In general, I feel that analyzing a method's inference-time properties before training it can be helpful to not only diffusion models, but also LLMs including various recent diffusion LLMs, which prompted me to write a position paper in the hopes that others develop cool new ideas (https://arxiv.org/abs/2503.07154).

Just as a counter perspective: I think your paper is great!

Please don’t let people ever discourage you from writing proper papers. Ever since meta etc. started asking for „2 papers in relevant fields“ we see a flood of papers that should be tweets.

What happens if we don't add any moments matching objective? e.g. at train time just fit a diffusion model that predicts the target given any pair of timesteps (t, t')? Why is moment matching critical here?
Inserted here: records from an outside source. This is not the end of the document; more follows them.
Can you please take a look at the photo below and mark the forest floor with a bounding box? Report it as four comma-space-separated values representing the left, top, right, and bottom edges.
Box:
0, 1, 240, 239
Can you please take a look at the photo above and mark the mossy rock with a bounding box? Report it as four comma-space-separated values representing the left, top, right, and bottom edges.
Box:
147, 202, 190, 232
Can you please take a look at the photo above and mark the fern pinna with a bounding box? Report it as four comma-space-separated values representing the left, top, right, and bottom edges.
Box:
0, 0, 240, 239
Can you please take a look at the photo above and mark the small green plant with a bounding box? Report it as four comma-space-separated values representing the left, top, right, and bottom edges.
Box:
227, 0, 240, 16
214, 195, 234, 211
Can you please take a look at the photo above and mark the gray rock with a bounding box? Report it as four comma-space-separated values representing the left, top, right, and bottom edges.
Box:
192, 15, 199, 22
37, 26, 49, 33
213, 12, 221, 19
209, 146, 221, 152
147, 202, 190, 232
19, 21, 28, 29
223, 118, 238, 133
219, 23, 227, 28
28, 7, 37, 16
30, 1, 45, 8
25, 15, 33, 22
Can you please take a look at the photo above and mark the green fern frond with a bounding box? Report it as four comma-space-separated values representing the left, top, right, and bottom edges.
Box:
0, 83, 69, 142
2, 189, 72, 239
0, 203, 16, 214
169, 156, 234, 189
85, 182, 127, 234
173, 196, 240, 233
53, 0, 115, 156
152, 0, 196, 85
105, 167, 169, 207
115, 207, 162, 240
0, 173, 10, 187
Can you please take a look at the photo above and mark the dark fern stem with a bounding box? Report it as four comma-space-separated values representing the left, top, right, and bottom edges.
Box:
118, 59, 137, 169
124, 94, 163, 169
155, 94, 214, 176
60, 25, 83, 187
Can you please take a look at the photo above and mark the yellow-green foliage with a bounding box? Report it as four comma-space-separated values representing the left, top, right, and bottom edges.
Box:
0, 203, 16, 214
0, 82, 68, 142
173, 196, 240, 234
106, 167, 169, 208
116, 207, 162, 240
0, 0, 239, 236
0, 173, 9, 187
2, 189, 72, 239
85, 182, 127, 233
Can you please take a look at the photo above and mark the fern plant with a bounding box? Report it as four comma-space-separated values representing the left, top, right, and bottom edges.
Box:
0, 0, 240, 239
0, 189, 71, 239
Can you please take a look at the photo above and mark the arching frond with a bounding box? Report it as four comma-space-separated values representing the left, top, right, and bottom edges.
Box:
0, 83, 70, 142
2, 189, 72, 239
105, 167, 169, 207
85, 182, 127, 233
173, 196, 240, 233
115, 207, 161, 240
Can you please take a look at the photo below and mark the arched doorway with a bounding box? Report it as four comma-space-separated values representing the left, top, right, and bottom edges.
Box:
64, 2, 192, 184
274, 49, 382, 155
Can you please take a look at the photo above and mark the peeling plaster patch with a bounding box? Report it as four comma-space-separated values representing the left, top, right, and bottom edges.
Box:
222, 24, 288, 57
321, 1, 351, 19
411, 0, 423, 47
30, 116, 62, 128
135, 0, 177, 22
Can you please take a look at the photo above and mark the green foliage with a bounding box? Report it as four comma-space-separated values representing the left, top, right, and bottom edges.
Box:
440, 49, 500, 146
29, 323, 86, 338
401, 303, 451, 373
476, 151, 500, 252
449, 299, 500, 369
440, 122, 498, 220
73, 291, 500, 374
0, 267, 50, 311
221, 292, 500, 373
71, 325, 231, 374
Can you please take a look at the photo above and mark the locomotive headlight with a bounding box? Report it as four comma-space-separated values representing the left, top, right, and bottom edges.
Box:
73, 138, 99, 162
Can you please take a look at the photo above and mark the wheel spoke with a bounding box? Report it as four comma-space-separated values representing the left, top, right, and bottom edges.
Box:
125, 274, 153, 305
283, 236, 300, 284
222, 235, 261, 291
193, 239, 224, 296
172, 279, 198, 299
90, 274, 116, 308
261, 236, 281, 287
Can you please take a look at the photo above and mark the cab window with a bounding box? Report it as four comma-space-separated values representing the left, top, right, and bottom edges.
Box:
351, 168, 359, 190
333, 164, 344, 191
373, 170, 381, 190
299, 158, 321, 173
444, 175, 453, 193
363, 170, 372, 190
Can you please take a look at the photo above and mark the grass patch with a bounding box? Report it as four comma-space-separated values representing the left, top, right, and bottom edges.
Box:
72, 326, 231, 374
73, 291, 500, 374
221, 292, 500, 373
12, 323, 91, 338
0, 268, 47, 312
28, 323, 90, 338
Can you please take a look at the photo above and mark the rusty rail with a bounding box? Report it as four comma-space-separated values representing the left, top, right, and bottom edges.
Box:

Also regarding linearity, why is it inflexible? It seems quite convenient that a simple linear interpolation is used for reconstruction, besides, even in DDIM, the directions towards the final target changes at each step as the images become less noisy. In standard diffusion models or even flow matching, denoising is always equal to the prediction of the original data + direction from current timestep to the timestep t'. Just to be clear, it is intuitive that such models are inferior in few-step generations since they don't optimise for test time efficiency (in terms of the tradeoff of quality vs compute), but it's unclear what inflexibility exists there beyond this limitation.

Clearly there's no expected benefit in quality if all timesteps are used in denoising?

Stupid question, what's a “timestep” in that context?
The authors own summary from the position paper is:

In particular, we examine the one-step iterative process of DDIM [39, 19, 21] and show that it has limited capacity with respect to the target timestep under the current denoising network design. This can be addressed by adding the target timestep to the inputs of the denoising network [15].

Interestingly, this one fix, plus a proper moment matching objective [5] leads to a stable, single-stage algorithm that surpasses diffusion models in sample quality while being over an order of magnitude more efficient at inference [50]. Notably, these ideas do not rely on denoising score matching [46] or the score-based stochastic differential equations [41] on which the foundations of diffusion models are built.

In normal diffusion you train a model to take lots of tiny steps, all the same small size. e.g. "You're gonna take 20 steps, at times [1.0, 0.95, 0.90, 0.85...]" and each time the model takes that small fixed-size step to make the image look better.

Here they train a model to say "I'm gonna ask you to take a step from time B to A - might be a small step, might be a big step - but whatever size it is, make the image that much better." You you might ask the model to improve the image from t=1.0 to t=0.25 and be almost done. It gets a side variable telling it how much improvement to make in each step.

I'm not sure this right, but that's what I got out of it by skimming the blog & paper.

No, we typically train any diffusion model on a single step (randomly chosen).
The math is totally standard if you've read recent important papers on score matching and flow matching. If you haven't, well, I can't see how you could possibly hope to understand this work at a technical level anyways.